John Kerry established his national appeal to Democrats with commanding victories in far-flung presidential nomination contests from Arizona to Delaware. John Edwards and Wesley Clark denied him a clean sweep in the winnowing race.
Kerry easily prevailed in five states among the seven voting on Tuesday in primaries and caucuses, piling delegates into his column and making it ever harder for his rivals to see any way to stop him.
The series drove Joe Lieberman, the vice presidential candidate of 2000, from the race, and imperiled the candidacy of one-time sensation Howard Dean, who set low expectations for the night and did not exceed them.
PHOTO: AFP
"Now we will carry this campaign and the cause of a stronger, fairer, more prosperous America to every part of America," Kerry said.
His rivals were running short on the treasure and time to mount that sort of national battle.

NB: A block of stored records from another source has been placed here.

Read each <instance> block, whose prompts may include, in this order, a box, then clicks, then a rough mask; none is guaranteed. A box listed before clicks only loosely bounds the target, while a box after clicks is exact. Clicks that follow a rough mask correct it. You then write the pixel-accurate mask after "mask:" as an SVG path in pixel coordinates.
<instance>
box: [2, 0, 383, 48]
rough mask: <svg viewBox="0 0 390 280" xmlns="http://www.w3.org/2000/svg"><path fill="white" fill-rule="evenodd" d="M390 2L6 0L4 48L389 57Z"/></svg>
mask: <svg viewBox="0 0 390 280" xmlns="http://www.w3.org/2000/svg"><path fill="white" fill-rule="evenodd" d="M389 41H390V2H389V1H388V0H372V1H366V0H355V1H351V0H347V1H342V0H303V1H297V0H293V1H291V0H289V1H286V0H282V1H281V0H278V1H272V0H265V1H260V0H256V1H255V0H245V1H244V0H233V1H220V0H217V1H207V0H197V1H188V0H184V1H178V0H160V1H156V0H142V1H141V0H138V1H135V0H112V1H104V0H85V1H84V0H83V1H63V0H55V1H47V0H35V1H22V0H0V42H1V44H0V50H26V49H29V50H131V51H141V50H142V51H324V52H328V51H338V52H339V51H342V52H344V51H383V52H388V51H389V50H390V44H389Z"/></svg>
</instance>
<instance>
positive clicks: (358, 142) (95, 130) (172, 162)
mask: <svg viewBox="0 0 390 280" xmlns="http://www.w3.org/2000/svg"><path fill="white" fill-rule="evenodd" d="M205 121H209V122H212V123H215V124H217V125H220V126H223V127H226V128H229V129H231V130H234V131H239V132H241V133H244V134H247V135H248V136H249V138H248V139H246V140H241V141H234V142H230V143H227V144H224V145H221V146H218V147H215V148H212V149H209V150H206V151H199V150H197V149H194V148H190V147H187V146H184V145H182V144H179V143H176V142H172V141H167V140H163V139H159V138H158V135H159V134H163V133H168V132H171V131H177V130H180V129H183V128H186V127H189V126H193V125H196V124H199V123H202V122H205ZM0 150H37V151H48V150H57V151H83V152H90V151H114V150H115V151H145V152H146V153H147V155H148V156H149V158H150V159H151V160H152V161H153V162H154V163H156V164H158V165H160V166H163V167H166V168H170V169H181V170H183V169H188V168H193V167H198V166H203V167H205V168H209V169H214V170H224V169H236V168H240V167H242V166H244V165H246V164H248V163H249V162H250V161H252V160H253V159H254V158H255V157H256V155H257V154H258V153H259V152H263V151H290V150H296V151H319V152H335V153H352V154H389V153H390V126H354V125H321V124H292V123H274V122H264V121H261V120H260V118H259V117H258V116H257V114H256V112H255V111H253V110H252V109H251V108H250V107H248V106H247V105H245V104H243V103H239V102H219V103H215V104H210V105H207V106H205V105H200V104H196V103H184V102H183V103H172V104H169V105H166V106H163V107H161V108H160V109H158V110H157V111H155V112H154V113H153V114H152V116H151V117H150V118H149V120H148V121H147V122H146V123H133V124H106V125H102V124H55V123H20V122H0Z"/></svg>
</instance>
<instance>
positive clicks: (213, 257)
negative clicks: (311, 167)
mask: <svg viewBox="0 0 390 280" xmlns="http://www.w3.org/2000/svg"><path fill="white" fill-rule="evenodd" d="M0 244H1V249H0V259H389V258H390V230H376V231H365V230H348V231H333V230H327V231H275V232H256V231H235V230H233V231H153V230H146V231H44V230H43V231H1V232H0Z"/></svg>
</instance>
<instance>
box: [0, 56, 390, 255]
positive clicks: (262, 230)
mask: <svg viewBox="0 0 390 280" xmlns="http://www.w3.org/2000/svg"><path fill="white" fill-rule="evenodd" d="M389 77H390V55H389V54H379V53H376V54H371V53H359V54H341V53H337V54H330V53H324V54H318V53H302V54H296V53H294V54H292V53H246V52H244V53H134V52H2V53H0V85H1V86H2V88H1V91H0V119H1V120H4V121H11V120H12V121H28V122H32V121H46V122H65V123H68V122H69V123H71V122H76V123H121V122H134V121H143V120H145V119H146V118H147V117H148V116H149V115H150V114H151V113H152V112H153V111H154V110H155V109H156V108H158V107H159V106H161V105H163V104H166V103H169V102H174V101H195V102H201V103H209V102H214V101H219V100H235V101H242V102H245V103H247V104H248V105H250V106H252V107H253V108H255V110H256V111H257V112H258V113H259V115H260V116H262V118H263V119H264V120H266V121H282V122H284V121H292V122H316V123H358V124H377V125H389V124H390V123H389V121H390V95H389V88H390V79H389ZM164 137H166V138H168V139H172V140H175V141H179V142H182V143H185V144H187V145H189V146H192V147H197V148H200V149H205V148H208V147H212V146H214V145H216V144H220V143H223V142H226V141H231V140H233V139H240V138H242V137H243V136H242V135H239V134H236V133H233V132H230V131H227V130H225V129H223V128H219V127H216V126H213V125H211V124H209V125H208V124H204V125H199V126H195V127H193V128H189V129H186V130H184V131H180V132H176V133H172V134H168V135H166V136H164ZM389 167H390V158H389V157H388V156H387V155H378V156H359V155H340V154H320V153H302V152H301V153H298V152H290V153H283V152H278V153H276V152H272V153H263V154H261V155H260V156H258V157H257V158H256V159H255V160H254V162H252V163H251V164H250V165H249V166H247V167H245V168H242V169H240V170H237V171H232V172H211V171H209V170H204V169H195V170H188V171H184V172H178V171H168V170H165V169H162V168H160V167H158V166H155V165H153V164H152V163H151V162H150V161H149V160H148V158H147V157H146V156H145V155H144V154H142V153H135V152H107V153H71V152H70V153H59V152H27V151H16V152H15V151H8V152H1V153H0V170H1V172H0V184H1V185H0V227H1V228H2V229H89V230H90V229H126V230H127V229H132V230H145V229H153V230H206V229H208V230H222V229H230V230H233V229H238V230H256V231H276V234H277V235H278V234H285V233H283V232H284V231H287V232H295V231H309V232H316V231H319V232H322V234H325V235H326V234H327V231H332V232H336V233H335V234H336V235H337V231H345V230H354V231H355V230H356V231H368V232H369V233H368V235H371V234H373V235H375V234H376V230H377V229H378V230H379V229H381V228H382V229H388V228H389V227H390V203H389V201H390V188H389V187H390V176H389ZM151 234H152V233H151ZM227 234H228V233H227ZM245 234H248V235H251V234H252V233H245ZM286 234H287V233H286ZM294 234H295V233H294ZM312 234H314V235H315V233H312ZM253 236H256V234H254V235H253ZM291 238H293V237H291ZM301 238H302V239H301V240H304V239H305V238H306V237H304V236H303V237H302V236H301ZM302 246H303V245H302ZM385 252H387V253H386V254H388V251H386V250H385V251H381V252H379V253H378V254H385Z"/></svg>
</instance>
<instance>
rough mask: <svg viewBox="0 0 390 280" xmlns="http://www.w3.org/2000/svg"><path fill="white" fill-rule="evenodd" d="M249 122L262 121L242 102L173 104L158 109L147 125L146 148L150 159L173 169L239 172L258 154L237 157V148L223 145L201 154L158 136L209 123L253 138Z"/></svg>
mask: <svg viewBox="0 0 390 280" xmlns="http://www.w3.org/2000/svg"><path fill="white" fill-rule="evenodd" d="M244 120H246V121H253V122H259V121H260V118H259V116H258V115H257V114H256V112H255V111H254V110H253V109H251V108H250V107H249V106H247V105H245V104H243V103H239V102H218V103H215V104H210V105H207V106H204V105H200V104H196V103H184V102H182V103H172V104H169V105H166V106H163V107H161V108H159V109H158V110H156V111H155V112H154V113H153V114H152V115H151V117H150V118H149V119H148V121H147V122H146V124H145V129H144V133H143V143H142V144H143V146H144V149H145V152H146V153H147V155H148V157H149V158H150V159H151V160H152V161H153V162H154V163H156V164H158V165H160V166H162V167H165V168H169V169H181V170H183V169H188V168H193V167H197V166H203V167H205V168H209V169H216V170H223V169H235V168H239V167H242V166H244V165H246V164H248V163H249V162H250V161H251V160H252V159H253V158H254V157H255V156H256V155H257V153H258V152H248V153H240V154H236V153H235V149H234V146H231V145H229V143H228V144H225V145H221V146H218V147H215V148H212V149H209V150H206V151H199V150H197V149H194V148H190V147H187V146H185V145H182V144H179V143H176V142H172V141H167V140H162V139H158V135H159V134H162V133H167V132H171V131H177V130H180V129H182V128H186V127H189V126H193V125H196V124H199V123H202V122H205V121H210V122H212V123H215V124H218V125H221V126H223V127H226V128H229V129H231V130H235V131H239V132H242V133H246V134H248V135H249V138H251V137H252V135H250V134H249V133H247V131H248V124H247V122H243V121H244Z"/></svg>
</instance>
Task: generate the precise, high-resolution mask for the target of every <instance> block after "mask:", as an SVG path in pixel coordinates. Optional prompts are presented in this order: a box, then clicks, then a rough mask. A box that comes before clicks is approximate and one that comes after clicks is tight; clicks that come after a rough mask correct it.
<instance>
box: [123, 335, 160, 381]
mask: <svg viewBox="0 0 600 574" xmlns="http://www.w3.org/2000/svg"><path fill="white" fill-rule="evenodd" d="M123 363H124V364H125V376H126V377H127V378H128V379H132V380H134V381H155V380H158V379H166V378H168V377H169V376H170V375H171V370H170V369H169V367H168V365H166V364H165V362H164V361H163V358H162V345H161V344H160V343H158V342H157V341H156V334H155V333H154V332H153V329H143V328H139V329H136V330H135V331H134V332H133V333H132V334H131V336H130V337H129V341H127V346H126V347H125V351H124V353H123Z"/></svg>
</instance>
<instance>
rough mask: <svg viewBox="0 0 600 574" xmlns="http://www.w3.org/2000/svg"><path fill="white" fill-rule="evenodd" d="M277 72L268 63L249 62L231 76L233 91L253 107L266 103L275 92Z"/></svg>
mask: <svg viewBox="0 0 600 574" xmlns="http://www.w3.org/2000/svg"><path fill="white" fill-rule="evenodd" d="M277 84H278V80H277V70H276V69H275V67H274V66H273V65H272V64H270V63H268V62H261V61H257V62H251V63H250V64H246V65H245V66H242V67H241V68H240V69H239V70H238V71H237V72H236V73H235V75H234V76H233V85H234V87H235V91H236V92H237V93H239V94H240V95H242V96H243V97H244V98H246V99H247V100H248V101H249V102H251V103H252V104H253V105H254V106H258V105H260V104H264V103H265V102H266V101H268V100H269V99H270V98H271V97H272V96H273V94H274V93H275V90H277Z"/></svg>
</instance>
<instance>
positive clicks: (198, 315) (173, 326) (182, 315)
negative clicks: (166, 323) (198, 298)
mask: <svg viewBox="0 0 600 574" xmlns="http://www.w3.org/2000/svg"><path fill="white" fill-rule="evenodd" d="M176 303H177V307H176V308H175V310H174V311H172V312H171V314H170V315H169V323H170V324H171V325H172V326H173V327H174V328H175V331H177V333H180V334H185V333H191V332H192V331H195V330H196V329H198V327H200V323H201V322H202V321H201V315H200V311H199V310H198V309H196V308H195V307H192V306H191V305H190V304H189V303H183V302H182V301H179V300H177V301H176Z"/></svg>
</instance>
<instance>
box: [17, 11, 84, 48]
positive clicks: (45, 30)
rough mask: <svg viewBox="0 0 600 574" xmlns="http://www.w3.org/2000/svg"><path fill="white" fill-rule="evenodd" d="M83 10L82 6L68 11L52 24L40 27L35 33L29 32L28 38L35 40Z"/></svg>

Clark and Edwards were all but ceding the next contests -- Michigan and Washington state on Saturday -- in favor of a showdown with Kerry on Feb. 10 in Virginia and Tennessee. Dean was falling back to the Wisconsin contest a week after that.
Edwards, a North Carolina senator, went into Tuesday saying he had to win South Carolina, the state of his birth, and he did.
"We won South Carolina in a resounding fashion and won both the African-American and white vote in South Carolina, and we go from here to other states -- Michigan, Virginia and Tennessee," Edwards said.
Clark, a retired NATO supreme allied commander, battled Edwards to a close victory in Oklahoma, an equally crucial test of his viability.
Still, there was no denying Kerry the "Big Mo," as Clark put it.
"This could be over; it could be a long way from over," he said, "and it could be impacted tomorrow by something we don't know about."
Kerry coasted to victory in the five states he won -- Arizona, Delaware, Missouri, New Mexico and North Dakota -- in the first broadly based round of voting in the Democratic primary season.
Of the 269 pledged delegates at stake Tuesday night, an AP analysis showed Kerry winning 128, Edwards 61, Clark 49, Dean seven, and Sharpton with one, with 23 yet to be allocated.
Kerry won the two states with the most delegates, Missouri and Arizona, while Clark and Edwards divided the next two biggest prizes.
The results pushed Kerry to just over 200 of the 2,162 delegates needed for the nomination, including the superdelegates of lawmakers and party traditionalists. Dean trailed by nearly 90, Edwards by more than 100.
And Kerry demonstrated his strength across the range of Democratic voters, winning big among Hispanics in Arizona and all racial and income groups in Missouri, where he piled up a nearly 2-to-1 win over his nearest rival, Edwards.
Voters surveyed as they left polling places liked the four-term Massachusetts senator for the same reasons mentioned by the Democrats in Iowa and New Hampshire who sent him bursting out of the starting gate. They cited his experience and said he seemed most able to beat President Bush.
Kerry got at least half the vote in Missouri, North Dakota and Delaware and won by about 15 percentage points in Arizona and New Mexico.
Lieberman, a moderate Connecticut senator whose support for the Iraq war stood out in a Democratic field of war critics, had pinned his last hopes on winning Delaware, where he finished with 11 percent of the vote, a distant second that had just a handful of votes ahead of Edwards and Dean.
"The judgment of the voters is now clear," Lieberman said. "For me, it is now time to make a difficult but realistic decision. I have decided tonight to end my quest for the presidency of the United States of America."
He was the fourth to drop out.
Steve Murphy, former campaign manager for Missouri Representative Dick Gephardt, who quit after the Iowa caucuses, said the race for the nomination was all but settled in his view.
"The only question is who is going to be the last man standing" against Kerry, he said.
Edwards and Clark had hoped to make progress on that question, at least, but it was left unsettled by the split decision in the two states not won by Kerry.
Clark had spent US$11 million on TV ads in trying to climb out of the pack; Edwards fell just short in Oklahoma of showing he could win outside the South, trailing Clark by less than 1,000 votes.
Dean saved his money for a last stand in Wisconsin on Feb. 17, a long-shot strategy that some of his own advisers questioned.
"We're going to have a tough night," Dean told supporters as he promised to keep "going and going and going and going and going -- just like the Energizer bunny."
Dean, a former Vermont governor, ran out of cash and momentum after finishing third in Iowa and a distant second in New Hampshire. He ran no TV ads in the seven states at stake on Tuesday and intended to stay off the air for a spate of other contests until the Wisconsin vote.
Kerry is racking up endorsements as well as delegates. The 1.2 million-member American Federation of Teachers, the country's second largest teachers' union, planned to come out for Kerry on yesterday, a senior union official said on condition of anonymity.